A reportagem ouviu vários peritos, que trabalham tanto na capital quanto no interior, e registrou opiniões diferentes sobre o fato. Diretor do Sindicato dos Servidores da Polícia Civil de Minas Gerais, Experidião Porto trabalha na regional de Bom Despacho, Centro-Oeste, atendendo 22 municípios. “Temos um raio de atuação de 600km e trabalhamos sempre sozinhos, dirigindo uma viatura com problemas mecânicos e 180 mil km rodados. Como vou chegar a um acidente na BR-262 se estou atendendo uma descoberta de cadáver em uma cidade distante?”, diz ele.
O perito André Gomes faz plantão no setor de crimes contra o patrimônio em BH, além de coordenar as equipes. Ele já trabalhou nas regionais de Santa Luzia, Contagem e Betim e confirma as informações de que apenas um perito atua no plantão, sozinho e com veículos em mau estado de conservação. Porém, garante que a quantidade de funcionários de plantão é suficiente. “Já trabalhei dessa forma e garanto que dá para atender a demanda. Situações de exceção ocorrem, mas não podemos pautar nossos quadros pelas exceções. Já tivemos casos em que o perito avisou a chefia que não daria tempo de chegar ao local de uma ocorrência e o chefe se deslocou para fazer a perícia”, garante ele.
Apesar de ter certeza que o plantão dá conta do recado, o chefe da Divisão de Perícias da PC afirma que há problemas principalmente no expediente, em regionais como Betim. Para tentar melhorar esse quadro, começam em 18 de março as inscrições para o concurso de perito da Polícia Civil, com 95 vagas. “É claro que pontualmente vamos solucionar problemas em plantões, mas a maior parte dos concursados vai reforçar o expediente”, informa André Gomes. A expectativa é de que os novos peritos comecem a trabalhar no fim de 2013, depois de passarem por curso na Academia de Polícia (Acadepol).
Os donos da rodovia
O barulho das rodas no asfalto dá a impressão de estar em uma arquibancada assistindo uma corrida de Fórmula 1. Se fosse para enquadrar esses veículos em alguma competição, o mais lógico seria a Fórmula Truck, já que os caminhões de minério é que são os protagonistas da BR-040, especialmente no trecho entre Congonhas e Itabirito, na Região Central, Nova Lima, na região metropolitana, e Belo Horizonte. A maioria trafega pela rodovia sem lona de proteção, o que contribui para manter a sinalização suja e aumenta o risco de pedradas nos vidros dos carros pequenos ou nos motoqueiros. Em cinco minutos que a reportagem do EM ficou na entrada do Viaduto Márcio Alves Martins, substituto do antigo Viaduto das Almas, foram 13 caminhões, sendo 11 sem lona e dois com uma rede protetora que não barra a passagem da poeira.
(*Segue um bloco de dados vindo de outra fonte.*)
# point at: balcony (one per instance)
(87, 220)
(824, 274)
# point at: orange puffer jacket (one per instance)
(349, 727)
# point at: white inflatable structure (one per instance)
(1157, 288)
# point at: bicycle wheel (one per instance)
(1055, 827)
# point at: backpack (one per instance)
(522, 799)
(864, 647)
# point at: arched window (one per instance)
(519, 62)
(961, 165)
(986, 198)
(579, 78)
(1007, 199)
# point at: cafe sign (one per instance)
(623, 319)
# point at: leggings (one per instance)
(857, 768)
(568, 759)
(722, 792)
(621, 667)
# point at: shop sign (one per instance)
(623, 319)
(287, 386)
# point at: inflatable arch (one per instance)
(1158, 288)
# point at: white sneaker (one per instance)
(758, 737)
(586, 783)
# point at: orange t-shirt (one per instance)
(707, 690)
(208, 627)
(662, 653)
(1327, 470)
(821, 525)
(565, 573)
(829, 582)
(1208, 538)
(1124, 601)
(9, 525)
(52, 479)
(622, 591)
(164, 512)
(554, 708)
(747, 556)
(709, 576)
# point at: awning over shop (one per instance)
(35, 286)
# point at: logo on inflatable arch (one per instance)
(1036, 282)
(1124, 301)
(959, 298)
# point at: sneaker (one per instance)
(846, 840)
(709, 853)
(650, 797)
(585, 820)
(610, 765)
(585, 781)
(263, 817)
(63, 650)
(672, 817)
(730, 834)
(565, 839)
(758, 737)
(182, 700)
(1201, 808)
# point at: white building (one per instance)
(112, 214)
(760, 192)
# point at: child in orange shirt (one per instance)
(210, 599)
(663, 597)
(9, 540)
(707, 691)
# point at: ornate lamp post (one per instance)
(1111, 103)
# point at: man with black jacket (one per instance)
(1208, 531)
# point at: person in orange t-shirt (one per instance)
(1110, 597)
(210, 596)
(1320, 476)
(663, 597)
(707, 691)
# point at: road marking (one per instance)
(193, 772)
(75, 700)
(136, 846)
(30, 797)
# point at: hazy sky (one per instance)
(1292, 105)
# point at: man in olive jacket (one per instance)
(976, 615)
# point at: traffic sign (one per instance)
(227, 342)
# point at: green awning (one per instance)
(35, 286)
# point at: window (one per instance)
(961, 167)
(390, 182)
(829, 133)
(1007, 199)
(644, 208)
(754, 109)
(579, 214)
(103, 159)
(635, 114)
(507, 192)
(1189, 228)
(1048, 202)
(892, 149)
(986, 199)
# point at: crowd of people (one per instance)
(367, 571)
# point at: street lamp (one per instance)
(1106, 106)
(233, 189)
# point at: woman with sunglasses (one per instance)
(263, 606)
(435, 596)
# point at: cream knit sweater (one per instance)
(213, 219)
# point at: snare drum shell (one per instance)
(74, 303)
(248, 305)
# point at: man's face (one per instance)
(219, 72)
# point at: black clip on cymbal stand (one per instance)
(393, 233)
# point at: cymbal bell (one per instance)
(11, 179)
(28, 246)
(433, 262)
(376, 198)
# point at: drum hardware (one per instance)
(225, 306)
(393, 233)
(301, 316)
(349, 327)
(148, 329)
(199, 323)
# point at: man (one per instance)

Chega a espantar a velocidade em que circulam os veículos pesados da mineração que seguem no sentido BH. Apesar de a descida impor respeito, o que se percebe é uma confiança excessiva nos freios, já que os motoristas não se preocupam em conter os pesos pesados e chegam a invadir o acostamento para aproveitar a curva antes do viaduto.
Morador da capital, o conselheiro fiscal do Condomínio Retiro do Chalé, em Brumadinho, na Grande BH, Eugênio Botelho, reclama da forma como os condutores dirigem os caminhões. “Esses veículos de minério trafegam como se fossem loucos e falta iluminação em alguns trechos da BR-040, piorando ainda mais a situação durante a noite. Essa é a rotina diária nas proximidades do Retiro do Chalé”, afirma. O executivo comercial Fábio de Carvalho, de 43 anos, chama a atenção para o estrago feito pelos caminhões na pista da direita da BR-040. “Como o asfalto já está completamente desgastado, eles acabam andando em alta velocidade pela pista da esquerda, contribuindo para piorar a situação do outro lado e aumentando a insegurança dos demais motoristas de carros menores”, diz.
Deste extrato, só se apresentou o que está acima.